The Slice: Turning to Judge Judy might help

I’ve identified an area of potential job growth.

Based on recent experiences, I have a hunch that every place from tire stores to medical offices will soon need to hire a waiting-room referee. At least if there is a TV and customers/patients are free to change the channel to a news program with a not-so-subtle point of view.

Or maybe we should just have separate waiting rooms for those of opposite political stripes.

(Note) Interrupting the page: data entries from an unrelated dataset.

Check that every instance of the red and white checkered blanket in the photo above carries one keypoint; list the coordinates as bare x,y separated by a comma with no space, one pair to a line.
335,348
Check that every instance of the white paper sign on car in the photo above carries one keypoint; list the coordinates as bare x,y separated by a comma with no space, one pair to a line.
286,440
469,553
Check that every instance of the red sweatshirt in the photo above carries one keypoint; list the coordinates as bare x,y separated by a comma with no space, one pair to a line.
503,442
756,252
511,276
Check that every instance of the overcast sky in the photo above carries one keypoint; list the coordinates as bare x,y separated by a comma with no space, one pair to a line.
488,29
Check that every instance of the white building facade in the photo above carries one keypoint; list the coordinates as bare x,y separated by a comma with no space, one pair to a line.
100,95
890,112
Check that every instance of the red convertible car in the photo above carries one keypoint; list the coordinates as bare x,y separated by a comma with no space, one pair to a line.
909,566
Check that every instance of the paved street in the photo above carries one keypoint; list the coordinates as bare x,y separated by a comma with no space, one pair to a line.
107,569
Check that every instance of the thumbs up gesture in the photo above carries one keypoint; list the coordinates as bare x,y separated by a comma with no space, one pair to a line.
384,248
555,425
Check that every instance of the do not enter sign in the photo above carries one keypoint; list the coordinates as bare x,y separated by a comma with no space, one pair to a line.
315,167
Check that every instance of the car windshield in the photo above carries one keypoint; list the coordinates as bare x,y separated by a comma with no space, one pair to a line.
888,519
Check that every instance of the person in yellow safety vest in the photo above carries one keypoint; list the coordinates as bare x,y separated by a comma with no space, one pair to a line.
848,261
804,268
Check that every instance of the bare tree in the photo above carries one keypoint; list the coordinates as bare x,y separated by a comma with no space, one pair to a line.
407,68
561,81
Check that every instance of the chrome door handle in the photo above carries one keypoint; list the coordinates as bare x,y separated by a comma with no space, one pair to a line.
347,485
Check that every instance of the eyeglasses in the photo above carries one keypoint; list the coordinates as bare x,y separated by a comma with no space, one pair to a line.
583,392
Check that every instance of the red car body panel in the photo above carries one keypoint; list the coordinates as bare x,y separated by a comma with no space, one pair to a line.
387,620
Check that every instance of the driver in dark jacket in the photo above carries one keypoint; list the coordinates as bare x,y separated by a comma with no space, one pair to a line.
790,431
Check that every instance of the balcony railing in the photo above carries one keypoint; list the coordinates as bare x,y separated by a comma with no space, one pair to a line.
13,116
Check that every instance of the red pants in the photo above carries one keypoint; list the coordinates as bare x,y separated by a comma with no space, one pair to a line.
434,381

Or better yet, no TV.

Slice answer: Lan Hellie said a bunch of jalopies in the yard is a sign of a life well-lived.

Fit to be tied: Real estate professional Patrick Kenney figures he wore a necktie every working day for better than 50 years.

Slice answer: Spokane Valley’s Gary W. Smith said “about 80 percent of habitual contributors” to the S-R’s letters to the editor are so consistently wrong as to be excellent reverse barometers of what to think or do.

Assessing your role in life: How often do you point out that someone else left a stove burner on? How frequently do you note that there’s a better parking place over there?

Slice answer: In the matter of who around here attends the most plays and concerts, et cetera, singer Susan Windham had an answer. “Keith and Gina Stracchino,” she said. “They are the elegant couple in the front row of all arts events. When I’m doing a show and I look out and see them I know it’s official.”

Warm-up questions: Ever had a cell phone go through a wash cycle? What local public figure seems least distinguishable from a cardboard cutout? Ever had to drink magnesium citrate? What is the dumbest reason you have heard for refusing to return Census forms?

Today’s Slice question: Do young people ever get tired of older people assuming that they know everything about computers and can fix any problem?